A garden hedge is a special kind of barrier built from living plants. Most hedges are planted as a privacy screen or a windbreak, though they can also be used to control erosion, add structure and style to a formal garden, or for many other decorative and functional purposes. Most plants used for hedges grow quickly and are cut into particular shapes, such as a box or globe shape. They need to be resilient to pruning and very bushy.
Laurel hedging is one of the most classic hedging plants. They’re often seen as high as Ten feet tall, making a thick and impermeable barrier around a formal English garden or backyard. These plants are one of the largest traditional hedge plants available and grow rapidly. The plants feature plenty of shiny green leaves. Laurel hedging is the best choice for security and privacy hedges. Laurel plants require plenty of frequent prunings, but will take a variety of shapes terribly well.
The immensely tall, fast growing leylandii tree is also well known for a less dense but lovely privacy garden hedge. The leylandii is more commonly called the Leyland Cyprus. It’s a dark evergreen tree and will reach heights of Sixty feet and widths of up to Fifteen ft in as little as 20 years. Leylandii plants will be trained to grow together in a comparatively tightly woven hedge, but leave more of a gap between the bottom of the hedge and the ground than laurel hedges do. They additionally will be overwhelming for owners who are not able to regularly prune them.

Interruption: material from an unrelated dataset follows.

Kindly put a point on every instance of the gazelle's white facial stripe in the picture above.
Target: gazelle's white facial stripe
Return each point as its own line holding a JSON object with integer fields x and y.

Yew is another evergreen plant that’s toxic for kids and pets however can be trained to grow in hedges. Boxwood plants feature tiny green leaves that are evergreen, but don’t grow as rapidly as laurel or leylandii. Hedging plants should be in a position to be trained to grow in shapes, or at least along in a general screen, to offer the advantages of a hedge. Virtually any bushy plant or tree can be used to create a decorative or border hedge, but for a true privacy or security hedge thick foliage and quick growth is required. A well cut hedge appears a lot better than a simple row of plants.
For windbreaks, taller and sturdier trees and plants should be used. Mountain laurel, holly and flowering bushes like azaleas are all favorites for windbreaks. Each of these has their own benefits and disadvantages, but all do a comparatively good job of lowering the amount of wind coming through a particular area or down a hill. Erosion management can also be accomplished with an orderly line of those plants, although care should be taken to limit their growth. Massive or top heavy plants can lose their root hold in loose soil or an eroded hill.